What to Know
- CME Chief Executive Terrence Duffy said the company plans to sue the U.S. Commodity Futures Trading Commission after it approved perpetual futures products.
- Duffy argued the approval may conflict with the Dodd-Frank Act’s definition of a swap versus a futures contract.
- He said products that involve two parties exchanging payments may be classified as swaps, not futures.
- Duffy said CME wants clearer rules before deciding whether to list its own perpetual futures contracts.
- The executive, who is set to step down next year, said the regulatory framework is not clear enough at present.
CME Pushes Back on CFTC Decision
Terrence Duffy said CME will move to sue the CFTC after the regulator approved perpetual futures products earlier this month, escalating a growing dispute over how these instruments should be classified and supervised.
Speaking to CNBC, Duffy said the approval should not stand under the Dodd-Frank Act because the products appear to resemble swaps more than futures contracts. His comments signal a direct challenge to the regulator’s interpretation of the market structure.
Dispute Centers on Swap Versus Futures Rules
Duffy said the law clearly separates swaps from futures and argued that instruments involving reciprocal payments between two parties are generally treated as swaps. If perpetual futures fit that description, he suggested, they would need to meet different market requirements than traditional futures products.
He added that CME would need to understand the “rules of the road” before considering whether to list perpetual futures itself. For now, he said those rules remain unclear, leaving firms uncertain about how the products should be offered and regulated.

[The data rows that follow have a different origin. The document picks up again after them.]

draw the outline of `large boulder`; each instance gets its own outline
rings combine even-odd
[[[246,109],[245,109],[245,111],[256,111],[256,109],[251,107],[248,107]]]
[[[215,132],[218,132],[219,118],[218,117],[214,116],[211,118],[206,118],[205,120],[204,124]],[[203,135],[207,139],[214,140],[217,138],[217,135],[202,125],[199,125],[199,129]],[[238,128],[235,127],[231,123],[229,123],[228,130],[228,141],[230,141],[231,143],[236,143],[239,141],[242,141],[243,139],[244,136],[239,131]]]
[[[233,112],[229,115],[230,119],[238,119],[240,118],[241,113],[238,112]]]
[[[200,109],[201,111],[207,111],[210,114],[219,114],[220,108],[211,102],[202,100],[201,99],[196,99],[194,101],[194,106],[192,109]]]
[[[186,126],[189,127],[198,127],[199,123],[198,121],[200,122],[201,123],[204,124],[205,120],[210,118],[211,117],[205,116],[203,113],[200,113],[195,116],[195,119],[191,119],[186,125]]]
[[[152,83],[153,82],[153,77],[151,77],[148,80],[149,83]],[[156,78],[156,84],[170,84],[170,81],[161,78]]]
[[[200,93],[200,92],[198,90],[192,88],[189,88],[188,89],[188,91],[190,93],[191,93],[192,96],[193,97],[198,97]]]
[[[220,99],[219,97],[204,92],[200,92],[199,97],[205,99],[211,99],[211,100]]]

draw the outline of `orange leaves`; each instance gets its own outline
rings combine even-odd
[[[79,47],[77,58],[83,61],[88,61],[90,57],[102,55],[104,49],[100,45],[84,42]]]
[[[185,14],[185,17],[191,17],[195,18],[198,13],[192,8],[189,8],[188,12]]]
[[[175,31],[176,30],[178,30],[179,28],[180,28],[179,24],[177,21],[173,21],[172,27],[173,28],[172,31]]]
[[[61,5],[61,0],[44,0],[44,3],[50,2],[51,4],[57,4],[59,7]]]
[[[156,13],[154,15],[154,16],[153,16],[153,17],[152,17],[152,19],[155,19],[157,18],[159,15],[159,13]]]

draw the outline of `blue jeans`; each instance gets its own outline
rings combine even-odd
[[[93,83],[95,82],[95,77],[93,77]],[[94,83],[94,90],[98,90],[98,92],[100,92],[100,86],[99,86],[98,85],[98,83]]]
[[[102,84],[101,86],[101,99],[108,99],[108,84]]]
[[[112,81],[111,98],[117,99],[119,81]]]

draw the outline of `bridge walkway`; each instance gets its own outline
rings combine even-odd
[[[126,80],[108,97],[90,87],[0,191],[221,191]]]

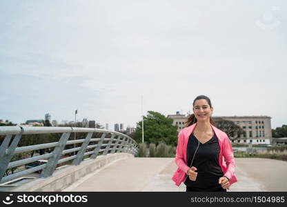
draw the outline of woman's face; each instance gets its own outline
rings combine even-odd
[[[209,120],[213,108],[210,108],[206,99],[196,100],[193,106],[193,113],[198,121]]]

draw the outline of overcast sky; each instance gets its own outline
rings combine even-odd
[[[0,119],[113,129],[192,108],[287,124],[286,1],[0,1]]]

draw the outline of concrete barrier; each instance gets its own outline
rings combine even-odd
[[[56,170],[53,175],[47,178],[38,178],[14,188],[11,191],[55,191],[59,192],[83,176],[93,172],[101,167],[119,159],[133,157],[128,153],[115,153],[99,155],[95,159],[84,160],[79,166],[65,166]]]

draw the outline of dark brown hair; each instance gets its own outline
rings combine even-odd
[[[212,107],[210,99],[205,95],[199,95],[199,96],[195,98],[195,99],[193,101],[192,106],[195,106],[195,101],[196,100],[199,100],[199,99],[206,99],[207,101],[207,102],[208,103],[209,106],[210,108]],[[209,120],[210,121],[211,125],[215,126],[215,123],[212,120],[211,117],[210,117]],[[192,114],[192,115],[188,116],[188,121],[186,121],[186,123],[185,123],[185,126],[186,127],[190,126],[191,126],[193,124],[197,123],[197,118],[195,118],[195,114]]]

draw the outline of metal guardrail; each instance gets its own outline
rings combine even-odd
[[[85,139],[68,140],[72,132],[86,132],[88,134]],[[59,141],[17,147],[23,135],[51,133],[61,134]],[[101,136],[98,138],[92,138],[94,133],[101,133]],[[106,137],[107,135],[111,135],[111,137]],[[135,155],[138,150],[137,142],[128,135],[118,132],[97,128],[0,126],[0,135],[6,135],[0,146],[0,184],[39,170],[41,170],[40,177],[47,177],[53,174],[57,164],[72,160],[73,165],[79,165],[85,156],[89,156],[90,159],[96,159],[100,153],[103,155],[115,152],[127,152]],[[97,144],[90,144],[90,143]],[[65,150],[66,146],[74,146],[75,144],[81,144],[81,146]],[[55,148],[50,153],[11,161],[13,155],[17,153],[50,148]],[[61,156],[71,152],[74,152],[75,155],[70,155],[67,157],[60,159]],[[43,159],[48,159],[48,161],[45,164],[4,176],[8,169]]]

What It Means for the Market
The dispute highlights the regulatory uncertainty surrounding perpetual futures as exchanges and market participants weigh whether these products belong in the futures arena or under swap oversight. CME’s legal challenge could help define how U.S. regulators treat the contracts going forward.
With Duffy nearing the end of his tenure, the company’s position also underscores how high the stakes are for exchange operators seeking clarity before launching new derivatives products. The outcome could influence broader trading access and compliance obligations across the market.
Frequently Asked Questions (FAQs)
What is CME objecting to?
CME is objecting to the CFTC’s approval of perpetual futures products, arguing the instruments may not qualify as futures under the law.
Why does Duffy say the products may be swaps?
He said contracts that involve two parties exchanging payments can fall under the definition of a swap, which carries different regulatory requirements.
Will CME list perpetual futures?
Duffy said CME would first need clearer rules before deciding whether to offer its own perpetual futures contracts.
Why does this matter for traders?
The classification determines which rules apply, including market access, compliance obligations, and how the products can be offered in the U.S.